I had my first single canoodle last night, snogged a man, but then all of a sudden he bit my neck, objected Fairyfly, who admits that her standards are fairly low; "he did buy me some chips and gravy though, so it's not all bad. I would have shagged him if he had added 20 Lambert and Butler and a bottle of Lambrini to his shopping list." "Was he wearing a cape?" pondered an optimistic FYIAD, but Fairyfly confessed that it was just one of many recent dating disasters, "I can see why all you married and taken ladies get jealous of the single life now," she muttered darkly, "it's non-stop horn."

What would you do if lovely woman at work brought in delicious home made cake for someone's birthday, and you had a piece and nearly choked on an inch long piece of plastic? was the moral dilemma of the week as experienced by a somewhat miffed DrNortherner, "it looks like a bit of plastic casing from a chewed Bic biro, but as it's been baked at 180 degrees it's rather hard to tell." "Maybe it was a false nail," chirped a cheery Oliveoil. Dynamicnanny sympathised with the cook, having herself been responsible for a recent culinary cock-up, "I made lemon drizzle cake for my mum's work, but hadn't mashed the potatoes well enough and there were big lumps of cold mashed potato in the cake."
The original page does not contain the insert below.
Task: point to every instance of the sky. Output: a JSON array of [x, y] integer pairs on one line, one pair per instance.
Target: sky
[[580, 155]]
Time for another 'embarrassing moments' thread; first up was Friendlyedjit, who earned her appellation when she put a pair of red knickers over her hair to apply make-up - and forgot to remove them. "I was in the pub later thinking I must be looking gorgeous as everyone was looking at me, until went into the loo and realised what I had done. My short sighted sister had thought I was wearing just a rather strange looking headband." Sibble experienced road rage when she couldn't park outside her son's pre-school, which adjoined a church, "somebody had parked a battered old stationwagon right outside with the boot open. So I tooted and waited and tooted again. Then the church doors opened and out they came with the casket. Cue very slow reversing out of the car park sitting as low as I could in the seat while shouting at DS1, 'Get down so they can't see us.'" Back in the land of the living, Paros queried her lover's (ahem) late-arrival during coitus by politely enquiring, "Are you coming yet?" only to be told, "No, I can't think of anyone." He obviously hadn't met Fairyfly.